美少女になったら人生イージーモードだと思ったけど案外そうでもありませんでした。

ファーストなサイコロ

H43

 日が昇った。小鳥のさえずりや、木々の会話……そして最近アナハイムとかでは感じれない自然の上手い空気で目が覚めた……とか言いたかったが、実はそうじゃない。何やら大きな音が響いてそれで目が覚めた。一体何だったのか……それは直ぐに分かった。何故なら、リリアが太陽を背に上空から現れたからだ。その手にでっかい怪鳥を背負ってね。頭上に掲げるようにしてそれをもったリリアが降りてきた。

「皆さん、おはようございます」
「「「お……おはようございます」」」

 リリアの丁寧なその言葉にいつも荒っぽい俺達もつられて丁寧にそう返す。よく見たら、魔族の二人も付き合ってたらしい。

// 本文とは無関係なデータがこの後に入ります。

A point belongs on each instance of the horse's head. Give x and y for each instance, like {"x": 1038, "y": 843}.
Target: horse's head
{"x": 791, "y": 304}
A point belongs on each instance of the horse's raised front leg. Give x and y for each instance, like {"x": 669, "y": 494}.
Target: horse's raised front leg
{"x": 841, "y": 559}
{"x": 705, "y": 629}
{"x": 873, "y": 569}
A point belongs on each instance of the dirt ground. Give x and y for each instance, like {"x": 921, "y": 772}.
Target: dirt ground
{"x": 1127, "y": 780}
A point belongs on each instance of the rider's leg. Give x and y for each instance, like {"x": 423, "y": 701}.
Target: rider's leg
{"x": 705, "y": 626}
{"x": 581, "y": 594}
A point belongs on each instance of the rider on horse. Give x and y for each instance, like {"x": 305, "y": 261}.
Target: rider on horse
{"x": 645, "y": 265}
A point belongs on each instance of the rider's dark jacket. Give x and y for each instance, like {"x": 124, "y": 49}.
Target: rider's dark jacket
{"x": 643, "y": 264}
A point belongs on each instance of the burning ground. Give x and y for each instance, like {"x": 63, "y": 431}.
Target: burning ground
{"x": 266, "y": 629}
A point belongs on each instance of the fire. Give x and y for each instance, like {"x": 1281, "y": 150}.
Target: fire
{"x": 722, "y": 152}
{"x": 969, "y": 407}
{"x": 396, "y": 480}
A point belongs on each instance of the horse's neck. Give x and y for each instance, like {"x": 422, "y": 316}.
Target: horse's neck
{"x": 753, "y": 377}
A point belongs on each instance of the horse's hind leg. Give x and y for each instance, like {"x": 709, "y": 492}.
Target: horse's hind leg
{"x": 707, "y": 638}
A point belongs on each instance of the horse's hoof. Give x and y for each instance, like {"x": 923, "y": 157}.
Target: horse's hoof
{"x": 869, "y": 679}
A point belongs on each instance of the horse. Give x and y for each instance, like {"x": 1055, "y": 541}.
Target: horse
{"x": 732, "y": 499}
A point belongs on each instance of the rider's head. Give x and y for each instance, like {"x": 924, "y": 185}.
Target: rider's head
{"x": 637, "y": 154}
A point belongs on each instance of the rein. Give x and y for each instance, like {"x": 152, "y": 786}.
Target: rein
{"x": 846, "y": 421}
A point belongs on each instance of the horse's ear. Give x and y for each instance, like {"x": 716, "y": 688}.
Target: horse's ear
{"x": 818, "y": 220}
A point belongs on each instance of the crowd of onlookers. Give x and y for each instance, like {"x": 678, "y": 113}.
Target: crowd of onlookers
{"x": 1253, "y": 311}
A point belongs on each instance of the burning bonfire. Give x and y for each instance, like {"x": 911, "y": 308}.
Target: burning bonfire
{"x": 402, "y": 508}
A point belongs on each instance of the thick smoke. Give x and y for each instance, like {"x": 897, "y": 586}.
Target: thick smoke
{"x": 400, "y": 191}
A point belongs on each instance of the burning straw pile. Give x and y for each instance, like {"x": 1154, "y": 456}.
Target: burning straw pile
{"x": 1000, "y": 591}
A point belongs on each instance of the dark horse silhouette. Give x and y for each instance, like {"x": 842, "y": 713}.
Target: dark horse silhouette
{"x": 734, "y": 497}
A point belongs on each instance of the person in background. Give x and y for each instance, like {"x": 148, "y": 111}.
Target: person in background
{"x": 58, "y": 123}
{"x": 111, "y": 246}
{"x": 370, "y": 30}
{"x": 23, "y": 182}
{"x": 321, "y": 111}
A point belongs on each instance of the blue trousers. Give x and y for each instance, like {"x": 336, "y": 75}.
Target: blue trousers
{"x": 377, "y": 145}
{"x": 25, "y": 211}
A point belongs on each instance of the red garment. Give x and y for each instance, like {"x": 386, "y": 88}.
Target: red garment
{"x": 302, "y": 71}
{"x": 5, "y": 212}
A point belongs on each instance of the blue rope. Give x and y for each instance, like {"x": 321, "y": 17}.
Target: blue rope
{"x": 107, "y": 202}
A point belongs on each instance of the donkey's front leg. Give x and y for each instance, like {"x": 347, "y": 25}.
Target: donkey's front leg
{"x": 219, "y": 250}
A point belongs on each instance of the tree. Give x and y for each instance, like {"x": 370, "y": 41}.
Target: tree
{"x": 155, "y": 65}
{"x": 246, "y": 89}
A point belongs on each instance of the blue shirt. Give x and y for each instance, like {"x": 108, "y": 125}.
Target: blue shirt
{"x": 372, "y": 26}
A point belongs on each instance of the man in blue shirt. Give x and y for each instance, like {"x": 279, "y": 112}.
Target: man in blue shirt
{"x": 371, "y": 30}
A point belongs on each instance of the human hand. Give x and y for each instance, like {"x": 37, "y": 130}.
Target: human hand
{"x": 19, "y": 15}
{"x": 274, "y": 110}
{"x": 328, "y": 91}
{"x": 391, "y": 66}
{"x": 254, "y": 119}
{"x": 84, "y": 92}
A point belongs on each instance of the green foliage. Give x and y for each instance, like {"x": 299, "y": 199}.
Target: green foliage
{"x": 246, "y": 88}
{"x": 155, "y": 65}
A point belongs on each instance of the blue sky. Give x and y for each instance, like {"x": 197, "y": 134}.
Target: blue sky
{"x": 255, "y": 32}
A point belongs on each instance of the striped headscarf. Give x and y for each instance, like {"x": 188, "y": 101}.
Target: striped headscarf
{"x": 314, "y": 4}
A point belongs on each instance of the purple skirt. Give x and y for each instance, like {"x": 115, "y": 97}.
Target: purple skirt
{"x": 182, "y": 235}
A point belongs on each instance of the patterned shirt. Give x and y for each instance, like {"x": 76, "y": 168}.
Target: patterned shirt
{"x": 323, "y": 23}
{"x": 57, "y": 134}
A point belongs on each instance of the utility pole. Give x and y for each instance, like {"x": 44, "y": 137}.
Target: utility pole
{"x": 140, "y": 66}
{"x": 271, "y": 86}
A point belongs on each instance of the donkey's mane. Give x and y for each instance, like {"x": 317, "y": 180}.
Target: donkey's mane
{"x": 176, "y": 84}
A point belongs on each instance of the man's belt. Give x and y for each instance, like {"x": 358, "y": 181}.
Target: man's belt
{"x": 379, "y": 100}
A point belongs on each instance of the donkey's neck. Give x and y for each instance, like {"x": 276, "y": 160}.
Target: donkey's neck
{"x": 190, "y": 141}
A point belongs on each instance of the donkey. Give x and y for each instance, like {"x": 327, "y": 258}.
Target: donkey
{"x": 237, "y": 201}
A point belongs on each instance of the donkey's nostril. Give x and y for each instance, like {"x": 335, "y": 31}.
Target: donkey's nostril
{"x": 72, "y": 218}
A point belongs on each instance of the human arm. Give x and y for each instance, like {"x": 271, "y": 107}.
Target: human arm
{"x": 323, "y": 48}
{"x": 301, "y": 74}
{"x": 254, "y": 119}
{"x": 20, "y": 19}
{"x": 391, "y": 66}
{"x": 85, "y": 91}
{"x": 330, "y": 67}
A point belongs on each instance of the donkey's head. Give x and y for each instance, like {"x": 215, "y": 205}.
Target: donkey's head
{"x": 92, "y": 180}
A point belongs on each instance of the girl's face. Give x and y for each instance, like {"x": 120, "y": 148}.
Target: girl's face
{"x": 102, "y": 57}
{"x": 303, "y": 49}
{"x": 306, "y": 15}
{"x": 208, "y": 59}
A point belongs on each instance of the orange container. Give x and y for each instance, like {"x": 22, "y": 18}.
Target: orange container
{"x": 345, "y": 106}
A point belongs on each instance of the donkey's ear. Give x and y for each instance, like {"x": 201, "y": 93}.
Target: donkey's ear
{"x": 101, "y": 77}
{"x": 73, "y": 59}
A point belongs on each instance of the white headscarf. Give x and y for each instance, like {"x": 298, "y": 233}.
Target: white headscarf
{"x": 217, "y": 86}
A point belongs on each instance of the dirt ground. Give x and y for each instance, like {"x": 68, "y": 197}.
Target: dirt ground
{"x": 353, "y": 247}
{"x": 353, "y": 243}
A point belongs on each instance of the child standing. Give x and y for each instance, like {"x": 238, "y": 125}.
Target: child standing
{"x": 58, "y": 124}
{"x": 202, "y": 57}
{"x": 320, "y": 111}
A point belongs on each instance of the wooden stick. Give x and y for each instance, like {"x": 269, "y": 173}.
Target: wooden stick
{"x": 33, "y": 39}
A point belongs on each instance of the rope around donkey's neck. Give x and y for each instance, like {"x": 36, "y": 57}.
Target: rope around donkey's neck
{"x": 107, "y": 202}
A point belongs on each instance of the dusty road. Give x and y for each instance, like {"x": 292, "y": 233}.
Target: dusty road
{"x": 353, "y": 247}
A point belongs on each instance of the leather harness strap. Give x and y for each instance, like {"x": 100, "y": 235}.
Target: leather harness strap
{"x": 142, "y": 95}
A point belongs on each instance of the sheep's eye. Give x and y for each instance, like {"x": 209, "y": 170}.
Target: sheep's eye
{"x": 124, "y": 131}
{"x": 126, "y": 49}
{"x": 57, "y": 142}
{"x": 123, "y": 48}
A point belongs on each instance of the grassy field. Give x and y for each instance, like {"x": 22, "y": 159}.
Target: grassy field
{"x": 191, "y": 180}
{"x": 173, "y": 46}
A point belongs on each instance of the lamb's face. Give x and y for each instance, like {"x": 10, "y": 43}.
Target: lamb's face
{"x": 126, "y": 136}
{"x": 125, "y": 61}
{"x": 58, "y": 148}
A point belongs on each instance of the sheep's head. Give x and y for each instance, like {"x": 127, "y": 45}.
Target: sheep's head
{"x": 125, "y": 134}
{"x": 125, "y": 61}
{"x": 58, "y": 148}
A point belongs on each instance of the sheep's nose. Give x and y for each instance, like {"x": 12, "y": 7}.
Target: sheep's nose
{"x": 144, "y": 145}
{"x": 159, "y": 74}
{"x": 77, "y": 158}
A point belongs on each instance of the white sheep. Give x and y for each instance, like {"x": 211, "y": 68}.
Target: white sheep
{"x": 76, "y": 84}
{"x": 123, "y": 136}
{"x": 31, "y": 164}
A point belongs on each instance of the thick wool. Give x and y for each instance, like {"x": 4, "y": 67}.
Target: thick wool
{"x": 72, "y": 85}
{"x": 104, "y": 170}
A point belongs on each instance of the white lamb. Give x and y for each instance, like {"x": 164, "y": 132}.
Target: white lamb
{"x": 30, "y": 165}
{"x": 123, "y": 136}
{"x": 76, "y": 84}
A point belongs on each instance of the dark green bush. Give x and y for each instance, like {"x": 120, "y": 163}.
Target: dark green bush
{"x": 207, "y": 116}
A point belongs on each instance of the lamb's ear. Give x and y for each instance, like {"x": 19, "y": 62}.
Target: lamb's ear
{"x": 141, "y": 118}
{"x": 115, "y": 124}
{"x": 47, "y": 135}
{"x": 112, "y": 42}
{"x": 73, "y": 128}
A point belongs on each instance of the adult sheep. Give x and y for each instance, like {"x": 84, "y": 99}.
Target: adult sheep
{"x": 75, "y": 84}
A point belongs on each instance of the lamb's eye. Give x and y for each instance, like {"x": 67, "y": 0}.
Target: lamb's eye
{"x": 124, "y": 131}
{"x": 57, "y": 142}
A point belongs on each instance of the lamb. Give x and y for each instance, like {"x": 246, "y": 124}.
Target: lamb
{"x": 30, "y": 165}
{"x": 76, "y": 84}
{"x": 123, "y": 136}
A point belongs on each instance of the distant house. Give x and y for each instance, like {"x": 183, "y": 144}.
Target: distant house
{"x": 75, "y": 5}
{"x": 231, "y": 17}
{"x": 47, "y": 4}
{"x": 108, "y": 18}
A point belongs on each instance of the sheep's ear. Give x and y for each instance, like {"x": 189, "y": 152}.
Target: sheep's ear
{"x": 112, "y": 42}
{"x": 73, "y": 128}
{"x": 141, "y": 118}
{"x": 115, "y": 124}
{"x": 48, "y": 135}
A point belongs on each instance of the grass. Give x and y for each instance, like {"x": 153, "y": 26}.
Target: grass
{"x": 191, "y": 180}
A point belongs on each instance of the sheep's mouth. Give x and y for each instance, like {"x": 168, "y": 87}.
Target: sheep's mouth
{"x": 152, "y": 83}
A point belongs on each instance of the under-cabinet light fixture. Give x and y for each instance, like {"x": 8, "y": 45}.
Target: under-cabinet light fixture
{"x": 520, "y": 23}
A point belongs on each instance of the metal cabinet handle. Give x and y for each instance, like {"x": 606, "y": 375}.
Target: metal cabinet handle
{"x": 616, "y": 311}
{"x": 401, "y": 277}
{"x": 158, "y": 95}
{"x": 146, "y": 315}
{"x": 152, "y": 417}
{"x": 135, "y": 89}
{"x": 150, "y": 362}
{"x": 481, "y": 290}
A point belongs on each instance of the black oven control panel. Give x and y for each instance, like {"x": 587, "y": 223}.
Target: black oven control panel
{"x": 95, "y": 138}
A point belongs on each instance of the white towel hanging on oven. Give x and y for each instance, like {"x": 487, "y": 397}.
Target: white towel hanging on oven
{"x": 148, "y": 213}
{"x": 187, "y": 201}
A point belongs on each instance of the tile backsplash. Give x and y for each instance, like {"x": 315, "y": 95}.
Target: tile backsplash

でもなら、リリアじゃなく、彼等が持ってるべきでは? まあそんな提案なんてしたと思うが……実はあの怪鳥めっちゃ重くて、あの二人では無理だったのか? 

「うーん、流石にこのままだと手狭ですね」
「「「え?」」」

 俺達がそんな声をだした瞬間、怪鳥が細切れにされていく。いや、まずは炎で包まれて次に出てきた瞬間、羽とか毛が無くてってた。焼けたわけじゃない。ただ羽や毛とかを燃やしたみたい。凄い調整だ。そして頸がスパッと切れたかと思うと、もっと分割されてた。内蔵や血が抜けていくと、それを手も使わずにまとめてペイって……どっかに飛ばしてた。

「ちょっと待っててくださいね」

 そう言うとリリアはまたまた炎を出してそこに細切れにされた鳥を入れて、更に何やらどこかから取り出した材料も入れて行く。魔族の二人も、なんか森で取ってきてたのか、キノコとか草とか入れてる。炎の中で食材が回る。そして立ちこめてくる匂いに、起きたばかりの腹が鳴る。

「そろそろ出来ますよ~」

 そんな声と共に、魔族の二人がでっかい花を再びどこかからか、取り出した。そしてそれを地面に敷く。するとそこに完成した料理が落ちていく。自分たちのサイズ位ある、肉の塊が次々と……

「怪鳥の香草焼きですよ。スープも出汁で作りました」

 スープはまだ空中に漂ってる。うん……もうなんか本当に規格が違う。森でこんな良い匂いを出してるとか、自殺行為なんだが……まあ今のここなら問題ないだろう。なにせ一夜経っても、生き物の気配が全くない。これはもしや、リリアを恐れて戻ってこれないのでは? 

「それでは皆さん、お粗末な料理ですが、どうぞ」

 そう言われて、皆がゴクリと喉を鳴らした。まさかこんな森の中で、見た目だけなら、あのラーゼ様にも引けを取らない美少女の手料理が食べられる。はっきり言って食べきれる量じゃない。だって怪鳥を丸々一羽使ってる。普通は部位事に使ってくとかだろうが、余すことなく使ってる。肉だけで何十キロあることやら……だが、俺達はかぶりついた。可愛い子が作った料理を残す? そんな気概のないやつは我ら第555特別遊撃部隊にはいない!!